Location
- Broadstone Road Hornchurch, London Borough of Havering, RM12 4AJ England
- Coordinates: 51°33′34″N 0°12′01″E﻿ / ﻿51.5595°N 0.2003°E

Information
- Type: Academy
- Department for Education URN: 137189 Tables
- Ofsted: Reports
- Head Teacher: Serena Madhvani
- Gender: Mixed
- Age: 11 to 16
- Colours: yellow, blue, green, and purple
- Website: www.hornchurchhighschool.com

= Hornchurch High School =

Hornchurch High School is a mixed secondary school with academy status, located in the Hornchurch area of the London Borough of Havering, England. Until September 2018, it was known as 'The Albany School'.

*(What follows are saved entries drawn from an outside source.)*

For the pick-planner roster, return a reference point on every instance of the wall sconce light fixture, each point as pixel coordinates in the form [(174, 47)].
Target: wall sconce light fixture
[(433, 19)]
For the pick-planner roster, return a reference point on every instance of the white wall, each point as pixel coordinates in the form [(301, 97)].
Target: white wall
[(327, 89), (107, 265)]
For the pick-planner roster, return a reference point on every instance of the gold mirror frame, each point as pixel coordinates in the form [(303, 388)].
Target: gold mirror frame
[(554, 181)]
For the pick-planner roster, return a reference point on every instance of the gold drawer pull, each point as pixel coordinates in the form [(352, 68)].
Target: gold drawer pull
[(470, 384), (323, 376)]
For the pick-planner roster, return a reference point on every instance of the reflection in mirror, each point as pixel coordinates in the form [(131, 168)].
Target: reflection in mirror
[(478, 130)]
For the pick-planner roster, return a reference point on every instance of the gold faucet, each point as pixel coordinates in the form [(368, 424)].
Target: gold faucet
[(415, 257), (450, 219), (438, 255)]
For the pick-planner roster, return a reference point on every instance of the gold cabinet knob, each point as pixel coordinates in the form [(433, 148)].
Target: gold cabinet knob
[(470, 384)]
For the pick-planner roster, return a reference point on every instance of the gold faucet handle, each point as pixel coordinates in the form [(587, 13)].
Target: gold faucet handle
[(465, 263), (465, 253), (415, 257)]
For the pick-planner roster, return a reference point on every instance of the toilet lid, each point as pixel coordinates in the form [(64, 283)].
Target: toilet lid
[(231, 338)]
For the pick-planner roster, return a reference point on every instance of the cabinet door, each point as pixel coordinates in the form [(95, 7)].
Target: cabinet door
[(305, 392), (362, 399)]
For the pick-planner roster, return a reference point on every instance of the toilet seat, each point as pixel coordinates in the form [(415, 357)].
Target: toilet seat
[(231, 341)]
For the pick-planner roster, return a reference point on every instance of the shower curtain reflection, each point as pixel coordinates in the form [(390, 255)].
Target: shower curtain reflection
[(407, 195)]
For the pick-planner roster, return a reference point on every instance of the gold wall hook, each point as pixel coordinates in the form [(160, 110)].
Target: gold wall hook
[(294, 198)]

The school converted to academy status on 1 August 2011. Previously it was a foundation school and Business and Enterprise College administered by Havering London Borough Council. The school continues to coordinate with Havering London Borough Council for admissions.

In January 2019 an Ofsted inspection report rated the school as 'Good'. This was despite the school achieving the best GCSE results in its history in 2012. The school has implemented a School Improvement Plan to address the findings of the report.

In June 2018, The Albany School became the first school in the UK to have a silent corridor policy.

In September 2018, the school was renamed to Hornchurch High School. Construction for a new two-storey building for the art and design, and technology departments, started in 2018. Of which is now used on a daily basis for the English department.